Does the present ‘First past the post’ or the proposed ‘Alternative Vote’ provide the desired system? Answer: no. The right system for a modern democracy would be proportional, and neither is that. But experience has taught us to favour the evolutionary over the revolutionary, and we have got rather attached to our constituency-based way of electing MPs, so the AV system being proposed is a constituency-based step that is a little more proportional. It won’t make a massive difference, but it’s the right evolution.
I pride myself on being a bridge-builder, on seeing the other person’s point of view, even if I disagree with it. But I cannot find a single convincing argument for the current ‘First past the post’ system. The No lot said they would fight a positive campaign highlighting the virtues of FPTP. Positive? – my foot! All they’ve done is denigrate others, including the audacious step of accusing Nick Clegg (who appears in all the No literature – is that positive?) of breaking his promises, when what he did was compromise a Lib Dem pledge to form a coalition government. It’s breathtaking, yet perhaps not surprising when there’s nothing to defend FPTP with.
This is why you have to take your hat off – in a very perverse way – to the No campaign, for making it still a contest. This should be a 65:35 win for the Yes campaign at the very least, yet the No lobby seems to be slightly ahead. I sit here thinking ‘Surely the British people cannot fall for this’ – yet I fear they might.
The No campaign has coined a lot of sporting metaphors in recent weeks, I guess because ‘first past the post’ comes from sport. Yet most sport is more akin to AV than FPTP. An Olympic final follows heats, in which the weakest drop out, leaving the strongest in the final round. Even television programmes like The X Factor and Strictly Come Dancing work on AV – if they didn’t, the winner would be chosen in the first programme with about 15-20% of the vote. And they say the British people can’t understand AV!

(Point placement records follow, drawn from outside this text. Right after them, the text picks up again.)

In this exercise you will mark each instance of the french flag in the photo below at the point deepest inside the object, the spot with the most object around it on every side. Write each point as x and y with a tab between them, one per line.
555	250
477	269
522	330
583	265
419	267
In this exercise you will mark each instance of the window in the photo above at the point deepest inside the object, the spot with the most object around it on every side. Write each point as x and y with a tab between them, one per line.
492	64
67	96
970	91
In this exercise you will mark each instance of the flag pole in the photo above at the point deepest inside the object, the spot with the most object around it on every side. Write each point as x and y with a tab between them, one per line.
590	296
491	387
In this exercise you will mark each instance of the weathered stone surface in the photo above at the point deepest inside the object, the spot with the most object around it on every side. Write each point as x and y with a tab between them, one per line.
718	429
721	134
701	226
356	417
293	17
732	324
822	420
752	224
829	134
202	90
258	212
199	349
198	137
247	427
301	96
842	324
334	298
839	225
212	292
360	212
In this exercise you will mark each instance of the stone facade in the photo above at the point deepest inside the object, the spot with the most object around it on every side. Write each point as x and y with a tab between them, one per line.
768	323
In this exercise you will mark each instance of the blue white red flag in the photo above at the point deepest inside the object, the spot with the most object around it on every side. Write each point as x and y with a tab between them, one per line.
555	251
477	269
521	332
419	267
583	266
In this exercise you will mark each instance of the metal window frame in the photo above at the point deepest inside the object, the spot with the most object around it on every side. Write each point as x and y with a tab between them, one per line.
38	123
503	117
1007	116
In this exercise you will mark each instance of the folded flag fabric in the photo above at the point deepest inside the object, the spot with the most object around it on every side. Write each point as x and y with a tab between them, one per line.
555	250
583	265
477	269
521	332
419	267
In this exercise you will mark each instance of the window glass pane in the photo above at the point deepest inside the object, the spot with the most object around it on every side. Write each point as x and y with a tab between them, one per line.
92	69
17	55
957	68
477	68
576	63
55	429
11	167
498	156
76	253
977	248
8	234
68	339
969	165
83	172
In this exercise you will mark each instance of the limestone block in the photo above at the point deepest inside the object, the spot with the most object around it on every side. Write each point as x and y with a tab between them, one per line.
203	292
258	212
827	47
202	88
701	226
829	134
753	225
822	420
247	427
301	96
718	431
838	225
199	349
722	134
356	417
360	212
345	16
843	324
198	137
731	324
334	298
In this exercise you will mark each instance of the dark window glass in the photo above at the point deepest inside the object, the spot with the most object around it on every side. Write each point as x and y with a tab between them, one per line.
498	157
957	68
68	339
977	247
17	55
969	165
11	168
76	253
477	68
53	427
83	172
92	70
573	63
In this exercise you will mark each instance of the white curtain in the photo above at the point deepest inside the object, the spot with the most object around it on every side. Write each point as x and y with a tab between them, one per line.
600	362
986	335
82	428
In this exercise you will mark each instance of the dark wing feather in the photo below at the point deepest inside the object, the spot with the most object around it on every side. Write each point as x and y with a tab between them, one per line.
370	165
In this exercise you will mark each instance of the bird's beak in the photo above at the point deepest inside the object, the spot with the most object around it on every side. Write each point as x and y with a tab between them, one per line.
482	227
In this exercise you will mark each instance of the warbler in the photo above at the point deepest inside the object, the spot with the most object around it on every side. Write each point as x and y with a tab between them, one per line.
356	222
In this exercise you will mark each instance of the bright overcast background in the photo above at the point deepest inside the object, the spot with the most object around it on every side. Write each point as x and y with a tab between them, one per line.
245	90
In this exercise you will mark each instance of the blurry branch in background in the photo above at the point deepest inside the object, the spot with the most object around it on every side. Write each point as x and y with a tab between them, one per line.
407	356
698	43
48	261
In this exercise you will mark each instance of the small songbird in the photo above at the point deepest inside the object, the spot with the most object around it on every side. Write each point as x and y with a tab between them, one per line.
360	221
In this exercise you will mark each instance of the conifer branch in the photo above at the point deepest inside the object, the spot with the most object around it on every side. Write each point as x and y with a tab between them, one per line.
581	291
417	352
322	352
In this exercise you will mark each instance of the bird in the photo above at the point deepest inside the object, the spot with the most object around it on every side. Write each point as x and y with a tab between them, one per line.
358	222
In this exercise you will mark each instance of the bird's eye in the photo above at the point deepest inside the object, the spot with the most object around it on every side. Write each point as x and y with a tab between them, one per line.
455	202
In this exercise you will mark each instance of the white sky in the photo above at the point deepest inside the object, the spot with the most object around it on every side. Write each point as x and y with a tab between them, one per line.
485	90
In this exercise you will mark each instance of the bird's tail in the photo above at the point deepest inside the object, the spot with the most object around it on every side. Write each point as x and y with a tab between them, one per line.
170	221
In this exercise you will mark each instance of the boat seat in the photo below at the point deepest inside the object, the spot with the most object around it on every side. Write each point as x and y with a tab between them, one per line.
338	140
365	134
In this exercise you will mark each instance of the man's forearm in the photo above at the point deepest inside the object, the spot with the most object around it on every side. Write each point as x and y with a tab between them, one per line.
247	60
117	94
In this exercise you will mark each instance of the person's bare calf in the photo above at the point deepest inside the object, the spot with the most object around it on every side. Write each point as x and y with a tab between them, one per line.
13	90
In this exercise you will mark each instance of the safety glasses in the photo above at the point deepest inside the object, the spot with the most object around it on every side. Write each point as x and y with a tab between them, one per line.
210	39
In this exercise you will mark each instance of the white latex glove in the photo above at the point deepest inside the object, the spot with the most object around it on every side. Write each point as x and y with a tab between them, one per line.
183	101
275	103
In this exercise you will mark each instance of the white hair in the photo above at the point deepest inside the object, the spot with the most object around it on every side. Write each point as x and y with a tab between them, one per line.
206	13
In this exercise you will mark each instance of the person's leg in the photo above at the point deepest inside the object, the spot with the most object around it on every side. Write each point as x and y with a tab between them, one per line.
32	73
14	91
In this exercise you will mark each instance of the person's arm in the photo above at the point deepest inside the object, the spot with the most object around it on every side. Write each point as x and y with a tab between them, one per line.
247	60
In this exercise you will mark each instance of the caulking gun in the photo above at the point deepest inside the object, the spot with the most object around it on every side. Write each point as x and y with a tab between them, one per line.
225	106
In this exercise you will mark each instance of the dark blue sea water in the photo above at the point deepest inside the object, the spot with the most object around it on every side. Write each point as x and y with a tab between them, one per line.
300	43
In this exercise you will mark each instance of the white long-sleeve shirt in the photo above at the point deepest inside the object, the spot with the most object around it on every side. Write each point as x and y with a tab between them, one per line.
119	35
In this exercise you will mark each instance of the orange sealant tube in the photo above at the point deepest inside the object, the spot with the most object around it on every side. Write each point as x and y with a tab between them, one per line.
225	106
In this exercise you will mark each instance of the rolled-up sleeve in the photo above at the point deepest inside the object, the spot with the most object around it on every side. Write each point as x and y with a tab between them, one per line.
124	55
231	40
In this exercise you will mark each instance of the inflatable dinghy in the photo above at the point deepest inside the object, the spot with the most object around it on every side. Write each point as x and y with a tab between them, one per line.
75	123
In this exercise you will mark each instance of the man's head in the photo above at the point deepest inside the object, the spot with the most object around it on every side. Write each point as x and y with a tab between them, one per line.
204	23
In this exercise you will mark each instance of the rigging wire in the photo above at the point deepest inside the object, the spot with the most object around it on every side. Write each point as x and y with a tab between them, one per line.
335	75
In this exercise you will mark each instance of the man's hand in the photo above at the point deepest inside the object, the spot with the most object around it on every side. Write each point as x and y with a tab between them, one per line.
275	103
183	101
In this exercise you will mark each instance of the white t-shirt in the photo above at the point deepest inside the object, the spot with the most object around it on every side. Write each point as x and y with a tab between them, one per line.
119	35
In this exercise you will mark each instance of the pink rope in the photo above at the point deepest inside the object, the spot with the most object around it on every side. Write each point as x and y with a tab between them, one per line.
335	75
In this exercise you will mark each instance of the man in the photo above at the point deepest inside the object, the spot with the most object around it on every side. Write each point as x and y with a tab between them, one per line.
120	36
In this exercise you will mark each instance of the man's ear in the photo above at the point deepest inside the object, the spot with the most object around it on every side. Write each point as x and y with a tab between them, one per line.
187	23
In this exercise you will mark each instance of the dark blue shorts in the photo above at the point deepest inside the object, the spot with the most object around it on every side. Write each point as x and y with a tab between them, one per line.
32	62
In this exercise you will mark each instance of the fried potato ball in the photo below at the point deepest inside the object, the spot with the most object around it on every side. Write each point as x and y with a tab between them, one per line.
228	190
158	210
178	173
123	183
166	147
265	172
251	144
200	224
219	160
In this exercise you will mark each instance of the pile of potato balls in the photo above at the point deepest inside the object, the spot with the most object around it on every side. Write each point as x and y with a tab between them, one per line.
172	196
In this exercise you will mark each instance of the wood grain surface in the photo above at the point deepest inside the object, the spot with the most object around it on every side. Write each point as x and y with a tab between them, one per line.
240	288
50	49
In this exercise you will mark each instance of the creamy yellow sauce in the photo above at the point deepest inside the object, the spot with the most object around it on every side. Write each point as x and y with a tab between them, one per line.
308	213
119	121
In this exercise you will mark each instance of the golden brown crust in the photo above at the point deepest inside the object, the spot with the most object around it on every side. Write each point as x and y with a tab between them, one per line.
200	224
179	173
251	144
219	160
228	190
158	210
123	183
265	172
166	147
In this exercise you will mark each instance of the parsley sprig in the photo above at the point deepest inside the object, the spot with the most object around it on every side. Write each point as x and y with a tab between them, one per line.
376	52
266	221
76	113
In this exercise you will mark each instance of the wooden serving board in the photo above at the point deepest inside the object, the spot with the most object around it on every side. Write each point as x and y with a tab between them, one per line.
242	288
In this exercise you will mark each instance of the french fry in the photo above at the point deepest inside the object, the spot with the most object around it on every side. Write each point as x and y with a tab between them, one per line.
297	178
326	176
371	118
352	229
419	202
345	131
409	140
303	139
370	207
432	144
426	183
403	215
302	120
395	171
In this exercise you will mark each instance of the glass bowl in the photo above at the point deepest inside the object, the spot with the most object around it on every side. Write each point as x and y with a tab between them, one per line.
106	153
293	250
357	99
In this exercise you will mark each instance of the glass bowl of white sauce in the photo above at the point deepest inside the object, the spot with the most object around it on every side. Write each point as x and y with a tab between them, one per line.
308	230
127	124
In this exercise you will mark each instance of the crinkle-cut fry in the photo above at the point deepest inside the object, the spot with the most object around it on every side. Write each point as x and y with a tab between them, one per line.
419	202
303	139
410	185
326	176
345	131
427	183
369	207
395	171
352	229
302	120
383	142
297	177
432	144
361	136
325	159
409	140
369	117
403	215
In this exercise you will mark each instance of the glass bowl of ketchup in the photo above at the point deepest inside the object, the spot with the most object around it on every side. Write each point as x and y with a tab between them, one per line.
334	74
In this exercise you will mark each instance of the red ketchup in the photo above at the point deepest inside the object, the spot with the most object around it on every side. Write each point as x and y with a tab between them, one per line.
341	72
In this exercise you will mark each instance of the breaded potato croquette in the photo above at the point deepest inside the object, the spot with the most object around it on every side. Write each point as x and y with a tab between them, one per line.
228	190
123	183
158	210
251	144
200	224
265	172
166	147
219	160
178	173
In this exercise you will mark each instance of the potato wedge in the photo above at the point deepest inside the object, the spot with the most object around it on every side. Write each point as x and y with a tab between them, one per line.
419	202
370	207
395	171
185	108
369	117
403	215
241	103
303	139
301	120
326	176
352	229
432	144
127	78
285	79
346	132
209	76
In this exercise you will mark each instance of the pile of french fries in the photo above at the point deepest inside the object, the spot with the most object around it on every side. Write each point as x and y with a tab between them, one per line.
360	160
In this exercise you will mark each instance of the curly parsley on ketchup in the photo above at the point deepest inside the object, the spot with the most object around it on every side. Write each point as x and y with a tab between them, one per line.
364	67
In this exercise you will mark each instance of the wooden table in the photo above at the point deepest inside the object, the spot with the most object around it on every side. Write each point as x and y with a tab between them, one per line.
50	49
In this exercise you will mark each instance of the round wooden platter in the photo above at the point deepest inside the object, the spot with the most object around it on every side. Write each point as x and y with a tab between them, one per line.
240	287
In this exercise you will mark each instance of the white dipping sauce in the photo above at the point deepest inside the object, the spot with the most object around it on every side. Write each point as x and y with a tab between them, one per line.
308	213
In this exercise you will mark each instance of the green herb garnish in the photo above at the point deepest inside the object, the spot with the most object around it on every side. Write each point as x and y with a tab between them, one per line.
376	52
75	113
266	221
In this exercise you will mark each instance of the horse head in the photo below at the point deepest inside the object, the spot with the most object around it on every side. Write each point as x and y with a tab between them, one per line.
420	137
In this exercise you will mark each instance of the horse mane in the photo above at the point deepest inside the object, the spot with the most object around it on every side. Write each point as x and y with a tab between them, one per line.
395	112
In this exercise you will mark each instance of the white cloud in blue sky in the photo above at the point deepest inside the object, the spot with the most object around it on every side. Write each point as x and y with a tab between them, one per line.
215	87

The best sporting analogy for me comes from last year’s football world cup final between Spain and the Netherlands. Spain had all the talent, and tried to play beautiful football, while the Dutch knew their only route to victory was in a cynical, physical approach that hacked down Spain’s gifted players. Justice just about prevailed with Spain getting a winning goal six minutes from the end, but it was excruciating to watch.
I only hope the Yes campaign can get a winning goal six minutes from the end. Anything else and you really would have to say people have a death wish when it comes to choosing their politicians.